Dividido em “12 capítulos, um prólogo e um epílogo”, acompanhamos as desventuras dessa jovem, até ela encontrar Aksel (Anders Danielsen Lie), homem maduro de quarenta e poucos anos, bem-sucedido e apaixonado. Os dois formam um casal interessante. Julie parece centrada, mas há algo de angustiante no seu olhar. Como se não fosse bom o suficiente? Ou bom demais para acreditar? Ele quer ter filhos. Ela não. Desentendimentos.

Nos capítulos seguintes ela conhece Eivind (Herbert Nordrum), um simpático jovem de sua faixa etária, mas também em um relacionamento. Há flerte. Ele é mais romântico, Aksel é mais racional. Dúvidas. Aliás, o capítulo do encontro e reencontro dos dois é um dos pontos altos do filme.

DRAMÉDIA FORA DOS PADRÕES

Falando em pontos altos, “A Pior Pessoa do Mundo” têm boas cenas que são pequenas pérolas, como as já citadas cenas de encontro e reencontro. A sequência em que ela corre pela cidade com todos parados, como se o tempo parasse para ela (por sinal, é dessa cena o belo pôster do filme), os momentos de DR, que quase sempre enfadonhas, aqui, são até românticas.

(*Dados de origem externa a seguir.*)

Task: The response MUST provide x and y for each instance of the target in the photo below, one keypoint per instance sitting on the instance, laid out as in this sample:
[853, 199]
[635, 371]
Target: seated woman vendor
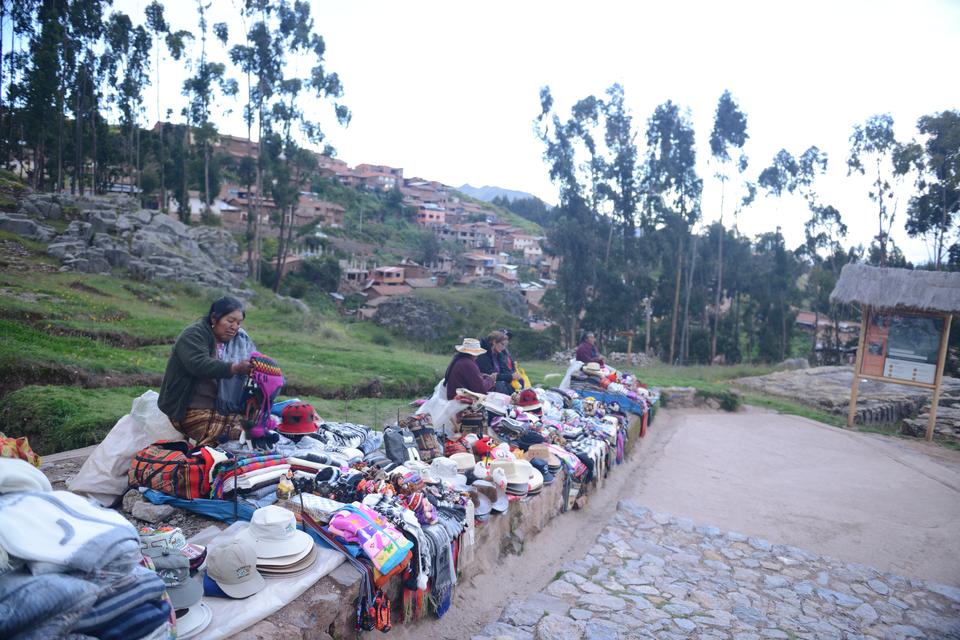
[463, 372]
[587, 350]
[496, 362]
[200, 359]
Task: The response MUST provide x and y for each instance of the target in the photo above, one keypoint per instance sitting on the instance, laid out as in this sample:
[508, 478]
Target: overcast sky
[449, 90]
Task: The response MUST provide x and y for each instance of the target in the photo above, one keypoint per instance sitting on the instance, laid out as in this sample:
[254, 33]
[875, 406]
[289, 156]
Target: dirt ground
[886, 502]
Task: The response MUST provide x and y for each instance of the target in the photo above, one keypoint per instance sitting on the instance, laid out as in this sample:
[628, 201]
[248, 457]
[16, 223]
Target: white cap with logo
[233, 566]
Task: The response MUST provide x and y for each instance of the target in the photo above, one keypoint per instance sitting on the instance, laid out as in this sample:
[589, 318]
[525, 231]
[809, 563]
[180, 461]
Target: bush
[729, 401]
[62, 418]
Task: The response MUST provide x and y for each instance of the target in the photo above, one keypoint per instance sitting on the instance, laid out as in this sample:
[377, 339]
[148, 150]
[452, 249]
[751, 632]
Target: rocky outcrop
[414, 318]
[22, 225]
[828, 388]
[112, 233]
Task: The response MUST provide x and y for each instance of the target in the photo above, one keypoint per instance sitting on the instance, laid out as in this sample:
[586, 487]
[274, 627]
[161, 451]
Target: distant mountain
[487, 193]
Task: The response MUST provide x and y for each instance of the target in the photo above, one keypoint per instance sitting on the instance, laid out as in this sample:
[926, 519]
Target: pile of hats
[488, 498]
[281, 549]
[544, 461]
[71, 568]
[179, 565]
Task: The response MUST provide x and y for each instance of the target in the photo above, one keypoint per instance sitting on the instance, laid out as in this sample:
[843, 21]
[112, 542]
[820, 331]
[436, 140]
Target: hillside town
[490, 248]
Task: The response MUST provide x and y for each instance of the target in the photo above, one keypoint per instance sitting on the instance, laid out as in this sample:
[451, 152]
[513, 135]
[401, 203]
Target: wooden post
[855, 386]
[941, 359]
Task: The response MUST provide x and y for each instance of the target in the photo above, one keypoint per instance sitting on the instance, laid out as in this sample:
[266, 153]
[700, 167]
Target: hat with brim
[465, 461]
[296, 567]
[541, 465]
[273, 533]
[195, 620]
[593, 369]
[188, 593]
[471, 346]
[495, 495]
[511, 470]
[233, 566]
[284, 561]
[543, 451]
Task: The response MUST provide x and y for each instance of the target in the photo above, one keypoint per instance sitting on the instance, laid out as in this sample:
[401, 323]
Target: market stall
[411, 509]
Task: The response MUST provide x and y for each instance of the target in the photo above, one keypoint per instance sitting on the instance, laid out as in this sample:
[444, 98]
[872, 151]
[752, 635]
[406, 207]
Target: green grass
[61, 418]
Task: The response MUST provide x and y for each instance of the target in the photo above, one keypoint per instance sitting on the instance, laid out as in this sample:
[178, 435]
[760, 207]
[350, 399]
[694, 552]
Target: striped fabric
[238, 467]
[205, 426]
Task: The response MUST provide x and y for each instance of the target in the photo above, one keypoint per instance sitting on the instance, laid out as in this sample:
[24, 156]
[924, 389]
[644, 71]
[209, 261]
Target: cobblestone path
[650, 575]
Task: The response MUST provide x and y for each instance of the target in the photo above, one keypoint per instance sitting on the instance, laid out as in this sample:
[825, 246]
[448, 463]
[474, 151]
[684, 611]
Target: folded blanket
[121, 595]
[44, 606]
[58, 531]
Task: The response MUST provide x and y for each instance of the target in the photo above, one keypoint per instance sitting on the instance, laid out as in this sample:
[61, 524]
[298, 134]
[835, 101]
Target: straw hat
[542, 451]
[513, 472]
[471, 346]
[528, 400]
[465, 461]
[593, 369]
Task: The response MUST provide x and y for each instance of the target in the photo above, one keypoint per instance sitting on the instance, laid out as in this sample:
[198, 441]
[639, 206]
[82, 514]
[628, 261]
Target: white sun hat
[273, 533]
[471, 346]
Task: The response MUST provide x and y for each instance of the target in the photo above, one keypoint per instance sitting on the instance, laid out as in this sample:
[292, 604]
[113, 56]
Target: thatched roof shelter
[883, 287]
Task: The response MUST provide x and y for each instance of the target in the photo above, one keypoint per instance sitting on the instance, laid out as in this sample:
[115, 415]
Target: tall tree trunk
[813, 347]
[77, 143]
[676, 298]
[60, 109]
[716, 302]
[736, 323]
[206, 175]
[685, 335]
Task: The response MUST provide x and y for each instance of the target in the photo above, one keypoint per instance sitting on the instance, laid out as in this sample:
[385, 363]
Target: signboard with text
[902, 346]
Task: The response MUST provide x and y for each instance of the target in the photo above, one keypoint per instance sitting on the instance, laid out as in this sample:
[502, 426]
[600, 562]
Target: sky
[449, 90]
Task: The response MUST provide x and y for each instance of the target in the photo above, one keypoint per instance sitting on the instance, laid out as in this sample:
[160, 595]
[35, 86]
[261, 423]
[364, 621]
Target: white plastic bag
[575, 365]
[103, 476]
[440, 409]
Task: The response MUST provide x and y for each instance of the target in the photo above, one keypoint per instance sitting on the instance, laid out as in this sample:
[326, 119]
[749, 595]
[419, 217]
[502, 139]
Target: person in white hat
[233, 566]
[463, 371]
[273, 534]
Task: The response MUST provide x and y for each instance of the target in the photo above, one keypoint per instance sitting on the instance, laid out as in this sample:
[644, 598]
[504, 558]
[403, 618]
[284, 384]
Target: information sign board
[902, 346]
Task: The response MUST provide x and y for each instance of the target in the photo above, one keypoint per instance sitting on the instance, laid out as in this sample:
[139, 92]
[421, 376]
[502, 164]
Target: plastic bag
[575, 365]
[103, 475]
[230, 390]
[440, 409]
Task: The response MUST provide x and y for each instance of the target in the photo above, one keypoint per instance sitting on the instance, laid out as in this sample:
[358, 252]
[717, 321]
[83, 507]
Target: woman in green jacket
[198, 362]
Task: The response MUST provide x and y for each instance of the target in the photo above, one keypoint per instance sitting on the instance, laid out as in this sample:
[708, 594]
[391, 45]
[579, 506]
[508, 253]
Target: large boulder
[21, 225]
[414, 318]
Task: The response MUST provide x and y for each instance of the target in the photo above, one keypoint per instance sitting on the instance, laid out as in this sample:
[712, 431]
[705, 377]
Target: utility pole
[649, 313]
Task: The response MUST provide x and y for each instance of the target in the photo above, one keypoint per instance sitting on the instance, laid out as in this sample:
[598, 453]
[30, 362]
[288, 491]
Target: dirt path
[887, 502]
[890, 503]
[481, 599]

NOTA DO AUTOR: percebam como a arte permeia o encontro e desencontro amoroso e de vida de Julie. Como sempre, a arte salvando e nos levando para outros caminhos de compreensão de si e do mundo, como um portal. É legitimamente necessária. E último diálogo, belíssimo, entre Julie e Aksel diz muito sobre isso.

Sob um olhar minucioso e irônico, Joachim Trier (“Oslo, 31 de Agosto”) entrega uma “dramédia” romântica fora dos padrões. Afinal, Julie representa muitos millennials ao redor do mundo que estão em busca de muitas coisas ou só querem viver sem o peso dos dias, cumprindo os seus objetivos.

Nietzsche nos diz que “é preciso testar a si mesmo”, mas é um caminho de fato, tortuoso a experimentação de viver nossas próprias vidas sem intervenções externas. Ao seguir esse “mantra” nietzschiano, vamos na contramão da maré. Quando vemos uma personagem tão forte, genuína e crível como Julie (Renate venceu merecidamente o prêmio de Cannes de melhor atriz em 2021), compreendemos que essas angústias são plurais.

Nem todos são plenos, há muitos demônios que podem e devem ser exorcizados e o trabalho de testar a si mesmo é contínuo. Um eterno devir. Só termina quando acaba vida. E é uma experiência sensorial, intuitiva e que requer coragem, nem que para isso você tenha que ser a pior pessoa do mundo.

Um único porém: o plot twist final totalmente desnecessário e que não acrescentou em nada a trama. Havia muitos caminhos mais interessantes.